Mythic Orbits 2016: Best Speculative Fiction by Christian Authors by Travis Perry
My rating: 4 of 5 stars
TBH Mythic Orbits wasn't exactly what I expected. (Actually, I don't really know what I expect these days.) The title and the cover made me think that it might be more space/scifi than it actually turned out to be; 'speculative fiction', of course, is a rather large umbrella term (though 'Mythic' is also another clue). The actual stories, however, are skewed to the more paranormal/fantasy side of things.
There isn't any single unifying factor that ties these stories together, other than that large umbrella term 'speculative fiction' and the fact that all writers are professing Christians. This resulted in a rather mish-mash offering (this is explained in the Editor's Introduction), in which case it comes across as more of a sampler than anything else.
Mark Venturini's The Bones Don't Lie is a stellar start to the book; fantasy with a slight religious bent.
The Disembodied Hand (Jill Domschot) turned a little more paranormal (and slightly creepy) as was Richard New's Escapee. Though I have to say I didn't quite expect the twist at the end of the latter.
Nether Ore by Kirk Outerbridge was another excellent piece -- and one of the more scifi ones, also with a lovely twist at the end! I'd like to read a sequel to this if there is one. (It's also a story I could imagine becoming a full novel, if it isn't already one)
Cindy Emmet Smith's A Model of Decorum was slightly predictable as a retelling of Little Red Riding Hood, but still very well-crafted. I rather enjoyed it, even though I could see the ending from miles away.

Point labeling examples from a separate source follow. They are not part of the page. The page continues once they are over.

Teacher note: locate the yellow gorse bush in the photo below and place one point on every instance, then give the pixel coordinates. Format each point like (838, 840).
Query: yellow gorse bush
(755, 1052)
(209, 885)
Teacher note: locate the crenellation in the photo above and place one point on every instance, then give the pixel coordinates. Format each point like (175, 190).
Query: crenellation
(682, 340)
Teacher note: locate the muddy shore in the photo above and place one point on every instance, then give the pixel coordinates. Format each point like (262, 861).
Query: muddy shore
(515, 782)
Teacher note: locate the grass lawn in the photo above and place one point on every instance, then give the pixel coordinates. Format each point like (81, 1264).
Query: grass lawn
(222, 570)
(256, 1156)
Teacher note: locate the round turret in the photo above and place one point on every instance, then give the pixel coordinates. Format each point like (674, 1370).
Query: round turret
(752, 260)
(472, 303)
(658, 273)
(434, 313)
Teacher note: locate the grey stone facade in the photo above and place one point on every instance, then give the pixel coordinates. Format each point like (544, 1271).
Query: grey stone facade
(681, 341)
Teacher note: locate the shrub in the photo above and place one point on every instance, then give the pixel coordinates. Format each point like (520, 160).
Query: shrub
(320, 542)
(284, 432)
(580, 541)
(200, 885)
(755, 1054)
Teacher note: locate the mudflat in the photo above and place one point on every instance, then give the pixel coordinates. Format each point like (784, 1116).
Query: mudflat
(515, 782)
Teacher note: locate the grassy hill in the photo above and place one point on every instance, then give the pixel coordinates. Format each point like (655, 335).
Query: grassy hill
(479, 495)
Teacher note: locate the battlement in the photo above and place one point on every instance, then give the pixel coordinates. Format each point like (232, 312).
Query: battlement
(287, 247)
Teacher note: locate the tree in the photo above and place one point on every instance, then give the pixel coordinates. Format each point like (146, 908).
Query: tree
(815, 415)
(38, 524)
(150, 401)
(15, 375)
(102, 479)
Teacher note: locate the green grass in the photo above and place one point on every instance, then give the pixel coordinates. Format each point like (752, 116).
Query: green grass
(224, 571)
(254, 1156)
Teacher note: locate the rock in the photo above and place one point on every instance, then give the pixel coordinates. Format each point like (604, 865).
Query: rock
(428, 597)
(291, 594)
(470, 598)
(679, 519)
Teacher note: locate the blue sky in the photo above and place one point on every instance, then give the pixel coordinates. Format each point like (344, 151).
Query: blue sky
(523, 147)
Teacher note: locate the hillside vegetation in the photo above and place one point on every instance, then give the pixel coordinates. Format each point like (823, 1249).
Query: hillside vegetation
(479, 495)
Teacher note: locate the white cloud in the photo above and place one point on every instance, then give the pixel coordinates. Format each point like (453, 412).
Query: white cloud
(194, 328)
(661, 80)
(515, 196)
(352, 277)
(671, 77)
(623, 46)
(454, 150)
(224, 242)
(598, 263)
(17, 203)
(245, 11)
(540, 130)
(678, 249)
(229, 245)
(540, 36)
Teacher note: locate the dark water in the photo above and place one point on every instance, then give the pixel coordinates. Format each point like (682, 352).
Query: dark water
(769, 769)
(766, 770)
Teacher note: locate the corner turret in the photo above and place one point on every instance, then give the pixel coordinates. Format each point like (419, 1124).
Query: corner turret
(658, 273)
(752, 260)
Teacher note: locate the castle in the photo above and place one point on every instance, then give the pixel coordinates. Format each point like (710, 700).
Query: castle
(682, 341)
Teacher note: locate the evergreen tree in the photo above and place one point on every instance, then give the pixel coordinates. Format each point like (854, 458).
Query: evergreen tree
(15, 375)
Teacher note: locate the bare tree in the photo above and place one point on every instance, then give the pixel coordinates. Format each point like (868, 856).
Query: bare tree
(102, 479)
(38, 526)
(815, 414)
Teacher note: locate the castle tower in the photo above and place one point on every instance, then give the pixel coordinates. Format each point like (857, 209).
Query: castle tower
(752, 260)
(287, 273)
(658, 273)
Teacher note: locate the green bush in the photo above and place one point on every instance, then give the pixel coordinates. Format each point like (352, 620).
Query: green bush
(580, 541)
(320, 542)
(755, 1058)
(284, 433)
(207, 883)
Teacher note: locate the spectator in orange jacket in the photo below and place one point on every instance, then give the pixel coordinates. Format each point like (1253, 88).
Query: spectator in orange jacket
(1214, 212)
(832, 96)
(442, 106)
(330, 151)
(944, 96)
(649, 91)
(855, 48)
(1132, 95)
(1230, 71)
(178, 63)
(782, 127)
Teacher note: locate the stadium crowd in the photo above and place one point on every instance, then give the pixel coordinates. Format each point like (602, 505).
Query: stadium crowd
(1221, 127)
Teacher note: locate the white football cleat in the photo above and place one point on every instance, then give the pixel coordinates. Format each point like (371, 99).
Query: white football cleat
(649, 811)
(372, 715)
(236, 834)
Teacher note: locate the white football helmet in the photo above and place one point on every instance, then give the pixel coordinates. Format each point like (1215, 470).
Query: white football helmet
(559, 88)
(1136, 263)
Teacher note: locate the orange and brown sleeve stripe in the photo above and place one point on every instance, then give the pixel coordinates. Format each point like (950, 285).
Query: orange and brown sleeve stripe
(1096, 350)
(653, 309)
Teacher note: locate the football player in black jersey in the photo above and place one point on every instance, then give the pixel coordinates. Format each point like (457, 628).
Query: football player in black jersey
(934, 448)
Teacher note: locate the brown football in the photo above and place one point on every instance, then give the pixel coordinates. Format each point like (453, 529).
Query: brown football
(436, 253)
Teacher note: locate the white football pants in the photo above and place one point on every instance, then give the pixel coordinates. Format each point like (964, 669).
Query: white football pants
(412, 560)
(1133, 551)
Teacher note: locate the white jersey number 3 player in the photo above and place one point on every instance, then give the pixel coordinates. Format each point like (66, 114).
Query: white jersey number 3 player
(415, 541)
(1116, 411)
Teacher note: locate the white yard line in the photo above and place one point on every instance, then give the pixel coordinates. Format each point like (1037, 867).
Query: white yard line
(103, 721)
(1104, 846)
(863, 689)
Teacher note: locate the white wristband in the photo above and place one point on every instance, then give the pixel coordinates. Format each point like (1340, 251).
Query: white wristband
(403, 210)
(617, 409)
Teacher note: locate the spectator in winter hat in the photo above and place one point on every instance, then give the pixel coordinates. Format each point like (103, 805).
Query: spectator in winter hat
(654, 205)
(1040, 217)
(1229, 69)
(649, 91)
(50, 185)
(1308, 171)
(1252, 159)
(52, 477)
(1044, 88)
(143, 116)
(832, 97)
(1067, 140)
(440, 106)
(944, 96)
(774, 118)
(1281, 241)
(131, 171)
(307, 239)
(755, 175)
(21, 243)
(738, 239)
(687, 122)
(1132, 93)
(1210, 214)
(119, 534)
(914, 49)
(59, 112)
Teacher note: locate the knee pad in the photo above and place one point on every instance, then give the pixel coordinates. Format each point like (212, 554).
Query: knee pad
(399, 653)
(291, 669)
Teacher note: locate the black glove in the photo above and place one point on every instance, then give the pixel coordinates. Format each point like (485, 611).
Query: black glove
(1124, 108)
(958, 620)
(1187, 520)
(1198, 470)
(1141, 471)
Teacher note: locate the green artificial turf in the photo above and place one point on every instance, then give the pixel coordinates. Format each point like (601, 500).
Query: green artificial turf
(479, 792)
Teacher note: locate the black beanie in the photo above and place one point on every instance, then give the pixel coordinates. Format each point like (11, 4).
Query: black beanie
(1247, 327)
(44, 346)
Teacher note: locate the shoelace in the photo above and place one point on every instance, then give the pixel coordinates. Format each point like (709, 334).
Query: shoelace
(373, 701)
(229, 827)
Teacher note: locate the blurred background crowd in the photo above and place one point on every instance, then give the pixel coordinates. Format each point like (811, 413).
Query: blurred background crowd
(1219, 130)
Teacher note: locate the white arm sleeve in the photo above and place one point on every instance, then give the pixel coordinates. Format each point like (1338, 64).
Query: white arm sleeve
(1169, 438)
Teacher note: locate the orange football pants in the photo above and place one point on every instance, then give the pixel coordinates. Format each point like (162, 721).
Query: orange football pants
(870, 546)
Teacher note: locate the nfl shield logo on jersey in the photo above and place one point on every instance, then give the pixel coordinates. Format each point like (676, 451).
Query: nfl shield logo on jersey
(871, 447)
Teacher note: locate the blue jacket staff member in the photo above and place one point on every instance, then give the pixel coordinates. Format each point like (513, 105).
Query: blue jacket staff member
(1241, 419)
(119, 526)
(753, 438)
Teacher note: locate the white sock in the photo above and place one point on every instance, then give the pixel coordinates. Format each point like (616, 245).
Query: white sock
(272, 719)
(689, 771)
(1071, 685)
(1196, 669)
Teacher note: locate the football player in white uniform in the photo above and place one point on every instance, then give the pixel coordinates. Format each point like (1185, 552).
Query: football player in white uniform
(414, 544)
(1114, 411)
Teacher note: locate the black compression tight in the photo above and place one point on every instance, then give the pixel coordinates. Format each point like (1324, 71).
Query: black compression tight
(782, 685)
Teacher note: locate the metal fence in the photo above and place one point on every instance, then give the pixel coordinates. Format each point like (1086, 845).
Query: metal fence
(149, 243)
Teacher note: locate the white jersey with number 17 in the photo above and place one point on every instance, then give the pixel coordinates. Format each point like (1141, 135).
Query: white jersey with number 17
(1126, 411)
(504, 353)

Dental Troll (Lisa Godfrees) was sheer fun -- and a little younger, whilst L Jagi Lamplighter's HMS Mangled Treasure kept that light, humorous tone in a rather more serious (and disturbing) story.
Another more scifi offering was Domo by Joshua M Young, with sentient robots slightly reminiscent of Asimov.
Cameo (Linda Burklin) went back to something more fantasy, featuring a magical artifact with time-travelling properties and a murder mystery to solve. It had me thinking of Skyping Back in Time which has roughly the same premise.
Going back to the more freaky/weird were Clay's Fire (Kat Heckenbach), Ghost Roommate (Matthew Sketchley) and Baby, Don't Cry (R V Saunders) in a WTH, Paranormal, and Scifi way respectively. Oh wait, and
The Water Man (Sherry Rossman) as well, which I don't think I really got.
The final story in the anthology was Kerry Nietz's Graxin. It's a well-written story about an AI in space, reminiscent of Quinn's Containment. (Though Graxin was first published in 2012, so should that be the other way around?)
Anyway, as you can see, Mythic Orbits 2016 seems to have a little bit of everything, which makes it a rather hard thing to define.
Note: I received a sponsored copy of this book by the publisher for review purposes.